Niché au cœur de cette flamboyance viciée, le morceau titre s’élève tel un pic majuscule, vibrant de fièvre et de moiteur, suintant de décadence hollywoodienne. This is hardcore sidère par une puissance dramatique peu commune, déroulant devant nos oreilles conquises une fantasmagorie aussi étouffante qu’imposante. La chanson toute entière ressemble à une lente montée orgasmique, filant une métaphore sexuelle explicite mais signifiant tout autant que vivre sa vie à travers un fantasme ne peut que générer une infinie frustration. Dans sa construction, This is hardcore s’enroule progressivement autour d’une boucle de batterie, différents instruments venant peu à peu s’ajouter à l’ensemble : un sample cuivré aux atours menaçants, une ligne de piano ombrageuse qui se dédouble en notes mélancoliques. Une minute trente s’écoule avant que n’apparaisse Jarvis Cocker, magistral en narrateur obsessif, dont chaque inflexion de voix semble noyée dans un débordement de désir fiévreux. C’est maintenant que le fantasme doit prendre vie, après tant d’attente : I’ve seen all the pictures I’ve studied them forever, le rêve doit prendre forme (you gotta take these dreams and make them whole). Le morceau atteint son climax aux alentours de 3’40 dans une furia de guitares rougies sur un lit de cordes, et c’est alors que This is hardcore touche un niveau de grâce supplémentaire. Parvenu à cette sorte de haut plateau, claviers et cordes viennent encore envoler l’ensemble, dans une atmosphère onirique où le brouillement des sens laisse notre protagoniste, et l’auditeur, aussi extatique que désemparé, face à cet implacable constat : And then it’s over.

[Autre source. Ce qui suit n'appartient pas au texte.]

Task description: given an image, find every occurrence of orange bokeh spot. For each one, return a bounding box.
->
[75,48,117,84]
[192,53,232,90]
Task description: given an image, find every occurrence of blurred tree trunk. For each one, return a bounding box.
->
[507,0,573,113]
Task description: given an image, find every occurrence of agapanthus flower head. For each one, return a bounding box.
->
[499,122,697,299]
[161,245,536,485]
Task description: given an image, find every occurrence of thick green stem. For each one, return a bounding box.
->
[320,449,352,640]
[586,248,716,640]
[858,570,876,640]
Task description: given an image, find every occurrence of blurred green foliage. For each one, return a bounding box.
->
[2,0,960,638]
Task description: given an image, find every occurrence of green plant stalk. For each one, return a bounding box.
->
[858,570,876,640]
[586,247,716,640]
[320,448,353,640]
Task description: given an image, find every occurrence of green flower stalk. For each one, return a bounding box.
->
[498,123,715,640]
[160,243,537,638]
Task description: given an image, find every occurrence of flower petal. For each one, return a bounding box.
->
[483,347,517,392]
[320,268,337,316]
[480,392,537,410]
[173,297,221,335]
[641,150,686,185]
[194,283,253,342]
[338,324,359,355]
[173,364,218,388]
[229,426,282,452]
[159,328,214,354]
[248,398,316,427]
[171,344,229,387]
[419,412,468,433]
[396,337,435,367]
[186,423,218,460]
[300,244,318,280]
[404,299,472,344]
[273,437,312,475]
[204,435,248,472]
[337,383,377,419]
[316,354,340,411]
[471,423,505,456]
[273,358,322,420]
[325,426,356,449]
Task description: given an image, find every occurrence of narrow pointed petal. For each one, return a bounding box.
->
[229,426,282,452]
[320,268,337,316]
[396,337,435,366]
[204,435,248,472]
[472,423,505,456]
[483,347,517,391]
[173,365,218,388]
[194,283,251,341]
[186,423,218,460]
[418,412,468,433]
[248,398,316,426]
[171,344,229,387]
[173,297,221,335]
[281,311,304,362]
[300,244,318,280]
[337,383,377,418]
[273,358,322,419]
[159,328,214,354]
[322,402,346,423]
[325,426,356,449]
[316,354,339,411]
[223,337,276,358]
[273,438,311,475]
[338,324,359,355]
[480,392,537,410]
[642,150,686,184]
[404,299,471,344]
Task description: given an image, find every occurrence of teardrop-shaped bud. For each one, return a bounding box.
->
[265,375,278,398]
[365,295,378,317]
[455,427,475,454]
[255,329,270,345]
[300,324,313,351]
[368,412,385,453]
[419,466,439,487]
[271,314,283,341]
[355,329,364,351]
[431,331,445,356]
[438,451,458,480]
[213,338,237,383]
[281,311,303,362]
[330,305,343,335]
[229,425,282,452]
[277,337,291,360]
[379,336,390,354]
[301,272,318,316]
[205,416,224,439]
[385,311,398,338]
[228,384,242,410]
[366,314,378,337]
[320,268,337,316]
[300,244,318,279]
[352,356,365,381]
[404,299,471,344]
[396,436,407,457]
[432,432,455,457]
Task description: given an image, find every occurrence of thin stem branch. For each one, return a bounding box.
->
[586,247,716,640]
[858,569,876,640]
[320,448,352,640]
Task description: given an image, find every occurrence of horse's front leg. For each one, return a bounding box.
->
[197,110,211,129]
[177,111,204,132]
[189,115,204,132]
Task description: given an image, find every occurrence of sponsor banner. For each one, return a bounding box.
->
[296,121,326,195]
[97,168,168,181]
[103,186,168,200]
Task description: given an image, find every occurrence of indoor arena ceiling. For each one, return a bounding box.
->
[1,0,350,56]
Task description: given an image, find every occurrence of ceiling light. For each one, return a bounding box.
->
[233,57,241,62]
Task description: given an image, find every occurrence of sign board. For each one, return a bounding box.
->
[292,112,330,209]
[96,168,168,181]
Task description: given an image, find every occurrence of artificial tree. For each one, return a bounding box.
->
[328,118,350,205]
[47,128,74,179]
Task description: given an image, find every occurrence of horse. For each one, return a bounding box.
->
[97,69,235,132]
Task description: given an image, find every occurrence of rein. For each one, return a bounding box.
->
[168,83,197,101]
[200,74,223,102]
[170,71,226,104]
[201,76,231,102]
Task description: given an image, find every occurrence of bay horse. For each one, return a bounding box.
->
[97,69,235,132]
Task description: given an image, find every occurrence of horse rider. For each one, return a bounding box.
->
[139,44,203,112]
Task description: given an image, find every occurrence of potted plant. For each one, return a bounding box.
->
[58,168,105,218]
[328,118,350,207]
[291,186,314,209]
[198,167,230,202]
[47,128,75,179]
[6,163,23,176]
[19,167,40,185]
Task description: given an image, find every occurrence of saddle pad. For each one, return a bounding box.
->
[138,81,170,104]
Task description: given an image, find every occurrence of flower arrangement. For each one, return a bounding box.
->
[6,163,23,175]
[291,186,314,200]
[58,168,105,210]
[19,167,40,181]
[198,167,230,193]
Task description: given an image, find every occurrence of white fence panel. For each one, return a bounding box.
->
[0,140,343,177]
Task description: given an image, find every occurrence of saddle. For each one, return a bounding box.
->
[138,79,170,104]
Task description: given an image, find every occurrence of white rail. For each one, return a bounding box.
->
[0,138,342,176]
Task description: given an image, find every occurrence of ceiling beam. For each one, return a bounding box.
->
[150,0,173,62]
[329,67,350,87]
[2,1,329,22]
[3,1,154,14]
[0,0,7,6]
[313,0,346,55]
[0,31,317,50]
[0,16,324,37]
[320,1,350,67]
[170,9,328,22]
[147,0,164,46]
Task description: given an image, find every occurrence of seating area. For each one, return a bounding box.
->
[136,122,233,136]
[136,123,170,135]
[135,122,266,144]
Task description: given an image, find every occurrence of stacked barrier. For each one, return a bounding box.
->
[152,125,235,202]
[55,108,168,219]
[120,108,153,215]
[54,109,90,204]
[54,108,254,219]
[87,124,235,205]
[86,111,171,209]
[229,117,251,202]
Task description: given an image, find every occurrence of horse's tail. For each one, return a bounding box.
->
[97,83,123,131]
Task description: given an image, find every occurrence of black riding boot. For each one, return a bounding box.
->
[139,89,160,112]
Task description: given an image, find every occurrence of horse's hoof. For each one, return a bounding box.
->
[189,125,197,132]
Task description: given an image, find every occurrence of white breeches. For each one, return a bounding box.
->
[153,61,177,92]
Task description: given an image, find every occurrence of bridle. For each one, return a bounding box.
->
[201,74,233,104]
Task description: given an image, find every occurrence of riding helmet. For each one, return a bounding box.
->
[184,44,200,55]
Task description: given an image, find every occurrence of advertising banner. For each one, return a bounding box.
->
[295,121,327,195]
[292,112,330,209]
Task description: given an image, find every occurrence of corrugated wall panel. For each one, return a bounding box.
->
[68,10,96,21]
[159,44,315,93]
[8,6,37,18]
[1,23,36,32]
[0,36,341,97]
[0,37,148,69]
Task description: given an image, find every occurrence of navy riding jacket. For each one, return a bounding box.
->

Sommet d’un disque qui n’en manque pas, This is hardcore condense toutes les qualités de Pulp, groupe définitivement à part au milieu du troupeau de la brit pop : la flamboyance théâtrale, le goût du film noir, le désir et son assouvissement et donc la frustration… On y retrouve aussi un Jarvis Cocker magistral, metteur en scène à part égale touchant et cabotin, et dont il ne faudrait pas oublier quel interprète exceptionnel il peut être. Bref, This is hardcore demeure à mes yeux la plus grande chanson du répertoire de Pulp, et This is hardcore probablement son meilleur album. D’autres d’ailleurs l’ont écrit mieux que moi…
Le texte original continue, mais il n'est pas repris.